What you do remember though was the moment your dynamic with Clark shifted.
It had been a faithful night during undergrad. Your flatmate had informed you she would be spending the night with her girlfriend.
Must be nice.
You took advantage of your roommate’s absence and invited Clark over for a movie night. Nothing unusual—just the two of you, like so many times before. But something about that night felt
 different. The air between you buzzed with something unspoken, something warmer, heavier.
You started the film at opposite ends of the couch, the usual space between you filled with pillows and plausible deniability. But over time—slowly, naturally—you drifted closer, pulled together like magnets finding their charge. At some point, you rested your head on his shoulder, and without hesitation, Clark slipped his arm around you, drawing you in like it was the most natural thing in the world.
This is nice, you thought, settling into the quiet rhythm of his breathing. I could get used to this.
You glanced over at Clark, lounging next to you in gray sweatpants and a plain white undershirt, and—God—he looked good. Ridiculously handsome in the most effortless, unbothered kind of way. His brawny stature shrunk everything in his vicinity. Making you keen to the size difference that exist between the two of you.
And then, out of nowhere, the urge hit you.
Twisted and sudden and impossible to ignore. You wanted to hold his hand. You wanted to run your fingers through his curls, crawl into his lap, straddle him, kiss him until you forgot your own name.
The thought startled you. Not because it was unwelcome—but because it felt so real. So possible.
You stole a glance at his face, trying to read something—anything—in the curve of his smile, the casual way his hand rested beside yours.
Would he want that?
Did he see you that way?
Could he?
Or were you just a friend caught up in a dangerous daydream?
Only one way to find out.
“Clark.” He was engrossed in the film, but almost-immediately turned his head to give you his full attention.
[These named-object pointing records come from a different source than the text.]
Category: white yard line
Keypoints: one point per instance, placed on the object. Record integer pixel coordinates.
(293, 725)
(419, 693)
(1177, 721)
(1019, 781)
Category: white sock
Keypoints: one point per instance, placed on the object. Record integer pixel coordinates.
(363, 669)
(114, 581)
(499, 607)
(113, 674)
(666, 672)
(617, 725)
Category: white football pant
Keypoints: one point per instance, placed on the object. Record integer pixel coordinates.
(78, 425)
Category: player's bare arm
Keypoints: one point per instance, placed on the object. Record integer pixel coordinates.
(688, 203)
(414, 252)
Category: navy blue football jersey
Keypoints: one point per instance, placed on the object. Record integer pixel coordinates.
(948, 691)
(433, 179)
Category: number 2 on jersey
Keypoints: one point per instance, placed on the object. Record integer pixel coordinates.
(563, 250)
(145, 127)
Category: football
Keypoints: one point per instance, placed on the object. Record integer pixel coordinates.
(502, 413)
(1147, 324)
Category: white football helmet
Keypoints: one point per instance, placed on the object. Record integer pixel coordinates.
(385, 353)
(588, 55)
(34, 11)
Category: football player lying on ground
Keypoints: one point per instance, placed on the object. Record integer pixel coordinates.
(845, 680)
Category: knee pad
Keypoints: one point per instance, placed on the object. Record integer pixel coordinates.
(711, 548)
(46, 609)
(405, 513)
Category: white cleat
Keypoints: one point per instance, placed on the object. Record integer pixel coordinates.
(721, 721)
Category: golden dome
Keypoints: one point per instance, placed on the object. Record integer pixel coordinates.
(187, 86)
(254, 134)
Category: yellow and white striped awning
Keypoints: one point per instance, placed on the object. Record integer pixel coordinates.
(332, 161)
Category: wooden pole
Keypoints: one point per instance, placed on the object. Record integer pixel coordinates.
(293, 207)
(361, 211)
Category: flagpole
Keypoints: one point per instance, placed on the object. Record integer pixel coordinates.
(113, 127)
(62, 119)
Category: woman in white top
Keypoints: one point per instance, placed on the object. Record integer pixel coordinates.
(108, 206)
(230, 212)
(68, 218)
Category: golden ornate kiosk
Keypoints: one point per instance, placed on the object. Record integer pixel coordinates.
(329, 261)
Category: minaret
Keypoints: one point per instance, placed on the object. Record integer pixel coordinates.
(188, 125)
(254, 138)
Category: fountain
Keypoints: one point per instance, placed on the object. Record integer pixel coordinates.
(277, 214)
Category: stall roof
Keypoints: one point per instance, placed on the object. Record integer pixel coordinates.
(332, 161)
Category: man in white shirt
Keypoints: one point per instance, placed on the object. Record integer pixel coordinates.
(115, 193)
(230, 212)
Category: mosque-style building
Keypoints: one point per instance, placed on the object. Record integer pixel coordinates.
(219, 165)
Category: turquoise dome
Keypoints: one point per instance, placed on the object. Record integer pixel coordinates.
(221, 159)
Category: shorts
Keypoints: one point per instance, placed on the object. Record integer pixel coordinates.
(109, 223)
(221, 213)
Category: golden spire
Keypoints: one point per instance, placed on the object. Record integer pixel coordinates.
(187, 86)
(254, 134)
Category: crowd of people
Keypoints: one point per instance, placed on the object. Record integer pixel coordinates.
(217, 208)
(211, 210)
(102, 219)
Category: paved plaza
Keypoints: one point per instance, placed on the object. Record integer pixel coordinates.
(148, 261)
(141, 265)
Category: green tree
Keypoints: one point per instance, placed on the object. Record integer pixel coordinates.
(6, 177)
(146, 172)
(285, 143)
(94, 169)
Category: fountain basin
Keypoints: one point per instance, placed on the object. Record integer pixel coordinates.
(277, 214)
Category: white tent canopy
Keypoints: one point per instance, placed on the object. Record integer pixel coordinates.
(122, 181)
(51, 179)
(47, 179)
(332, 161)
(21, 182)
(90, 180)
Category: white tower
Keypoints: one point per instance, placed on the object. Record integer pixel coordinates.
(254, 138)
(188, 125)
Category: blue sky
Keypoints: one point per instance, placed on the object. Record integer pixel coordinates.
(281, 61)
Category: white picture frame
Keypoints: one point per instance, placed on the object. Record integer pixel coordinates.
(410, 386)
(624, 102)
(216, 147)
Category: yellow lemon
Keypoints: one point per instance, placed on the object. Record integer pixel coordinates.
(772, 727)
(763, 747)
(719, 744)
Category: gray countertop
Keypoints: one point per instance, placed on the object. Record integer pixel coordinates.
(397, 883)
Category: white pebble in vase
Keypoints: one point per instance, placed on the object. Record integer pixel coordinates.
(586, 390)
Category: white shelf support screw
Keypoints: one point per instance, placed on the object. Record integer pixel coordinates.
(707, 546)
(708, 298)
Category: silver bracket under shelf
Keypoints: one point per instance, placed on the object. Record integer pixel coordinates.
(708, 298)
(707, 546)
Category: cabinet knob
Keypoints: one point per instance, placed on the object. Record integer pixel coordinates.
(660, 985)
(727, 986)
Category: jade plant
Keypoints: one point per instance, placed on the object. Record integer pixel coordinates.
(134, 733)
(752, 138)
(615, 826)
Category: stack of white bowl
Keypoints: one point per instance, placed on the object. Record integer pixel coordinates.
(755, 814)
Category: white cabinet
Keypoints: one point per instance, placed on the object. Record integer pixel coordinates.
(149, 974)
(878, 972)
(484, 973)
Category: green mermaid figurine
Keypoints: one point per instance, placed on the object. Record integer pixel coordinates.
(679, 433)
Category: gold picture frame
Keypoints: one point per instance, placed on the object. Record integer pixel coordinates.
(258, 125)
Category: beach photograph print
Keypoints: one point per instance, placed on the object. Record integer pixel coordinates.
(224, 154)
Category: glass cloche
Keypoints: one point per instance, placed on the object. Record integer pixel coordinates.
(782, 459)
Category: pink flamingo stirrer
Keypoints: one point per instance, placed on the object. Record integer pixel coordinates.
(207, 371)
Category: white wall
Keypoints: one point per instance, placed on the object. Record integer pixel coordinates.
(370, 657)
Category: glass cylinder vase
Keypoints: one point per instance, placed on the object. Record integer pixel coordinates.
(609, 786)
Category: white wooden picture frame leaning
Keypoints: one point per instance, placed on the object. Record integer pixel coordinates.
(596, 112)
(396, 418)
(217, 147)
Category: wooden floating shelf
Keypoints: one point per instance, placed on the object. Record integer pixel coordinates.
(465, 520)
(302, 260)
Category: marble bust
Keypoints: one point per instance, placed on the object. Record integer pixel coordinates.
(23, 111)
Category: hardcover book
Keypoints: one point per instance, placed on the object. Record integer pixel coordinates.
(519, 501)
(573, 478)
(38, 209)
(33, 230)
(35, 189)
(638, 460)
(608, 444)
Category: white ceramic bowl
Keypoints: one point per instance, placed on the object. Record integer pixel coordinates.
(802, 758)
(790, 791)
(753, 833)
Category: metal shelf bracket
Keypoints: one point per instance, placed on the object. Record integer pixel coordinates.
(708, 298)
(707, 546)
He uttered your name in response, the vibrations of his voice resonated in your body made your stomach flutter. “What’s up” he spoke, not a clue in the world that you were plotting on him.
“I have an outlandish out of the box question.”
“Is it another one of those 'either or ' questions, where you ask me if I'd rather be reincarnated as a jaguar or flamingo?” He mused.
You kissed your teeth playfully, faking annoyance. “No it’s not one of those, this time around” you laughed nervously. You hoped he couldn’t sense your nerves but it was Clark and unfortunately he noticed everything.
Before you could get your question out, you felt Clark gently stroking your shoulder with his thumb—soothing you, almost like he was trying to coax it out of you.
You exhaled sharply. You never been bold enough to shoot your shot but you trusted Clark. If you missed, Clark seemed to be the let-her-down-gently type rather than laugh in your face and ghost you type.
If you put anymore thought into how he might respond, you might never say what you had to say.
Fuck it, here goes nothing
“Have you ever thought about us
 in a-uh romantic capacity
 Don't know like more than friends,” you questioned, voice unsure but somewhat steady.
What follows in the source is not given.